I don’t know about you, but to me those are stunning numbers, for several different reasons. I was born in 1949, so GDP per person has more than tripled in my lifetime. That’s in constant dollars, so it isn’t just “growth” by inflation.

Yet this tripling would not have occurred if the economy had grown at 2% a year instead of 3.5% during my lifetime. That extra 1.5% made an enormous difference. In fact, the difference is even greater.

GDP per capita does not capture the increase in lifespan – nearly 10 years – in health, in environmental quality, security and quality of life that we have experienced. The average American today lives far better than a 1950s American would if he or she had three rather than one 1950s cars, TVs, telephones, encyclopedias (in place of internet), or three annual visits to a 1950s doctor…”

Those 1950s doctor’s visits now seem like Stone Age medicine. And that doesn’t take into account mobile phones, Google maps, and a plethora of other things that make our life better because the growth of the economy made us better able to afford them.

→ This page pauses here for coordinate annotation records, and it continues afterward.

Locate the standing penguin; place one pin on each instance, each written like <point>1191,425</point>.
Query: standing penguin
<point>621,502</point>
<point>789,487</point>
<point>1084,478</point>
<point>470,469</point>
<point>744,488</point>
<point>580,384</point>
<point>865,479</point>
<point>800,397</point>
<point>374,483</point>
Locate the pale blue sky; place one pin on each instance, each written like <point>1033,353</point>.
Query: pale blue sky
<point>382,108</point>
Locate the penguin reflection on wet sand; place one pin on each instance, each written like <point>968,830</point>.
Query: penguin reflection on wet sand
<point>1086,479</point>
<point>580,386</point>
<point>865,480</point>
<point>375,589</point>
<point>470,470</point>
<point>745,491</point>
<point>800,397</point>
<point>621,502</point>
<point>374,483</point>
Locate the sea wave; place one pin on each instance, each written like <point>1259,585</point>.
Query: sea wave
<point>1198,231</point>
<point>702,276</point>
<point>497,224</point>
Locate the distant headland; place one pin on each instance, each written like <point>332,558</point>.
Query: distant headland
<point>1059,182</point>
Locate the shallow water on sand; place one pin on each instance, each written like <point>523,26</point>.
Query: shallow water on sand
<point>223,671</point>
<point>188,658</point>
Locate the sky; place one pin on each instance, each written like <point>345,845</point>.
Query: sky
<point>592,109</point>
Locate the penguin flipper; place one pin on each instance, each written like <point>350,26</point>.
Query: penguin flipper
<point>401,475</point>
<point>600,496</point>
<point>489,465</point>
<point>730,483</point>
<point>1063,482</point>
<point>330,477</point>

But even these less quantified benefits flow from economic growth. Only wealthy countries can afford environmental protection and advanced health care. We can afford to worry about global warming. India worries about 600 people per toilet, emphysema from burning cow patties, and easily treatable parasitic infections. Our ability to defend freedom around the world – even if we are wise enough to do it sensibly – depends on robust economic growth. If GDP had grown at 2%, not 3.5%, we would only be able to afford half the military we have today. The immense improvements in the quality of goods and many services we have today are part of the engine of economic growth.

This is why the recent years of subpar growth are a big problem. It isn’t just the current feeble recovery: we are now almost a full generation into a low-growth era that marks a departure from most people’s prior experience. It’s no wonder so many folks are discouraged and angry. (And by the way, we’re growing faster in the US than they are in Europe and Japan.)

Some economists will argue that the last century was an aberration. Robert Gordon is a good example. Watch his TED Talk if you’ve never seen it. He believes a handful of one-time breakthroughs (electricity, automobiles) accounted for most of the economic growth we now think should be normal. I disagree with Gordon – and will attempt to rebut him in my upcoming book – but I have to admit he makes some very good, valid points.

(The short version of my view is that I think we’re on the cusp of changes that will be just as revolutionary as electricity and that will boost our growth considerably – even by the standard measure of GDP, which we know misses so much. This is why I am optimistic about our future.)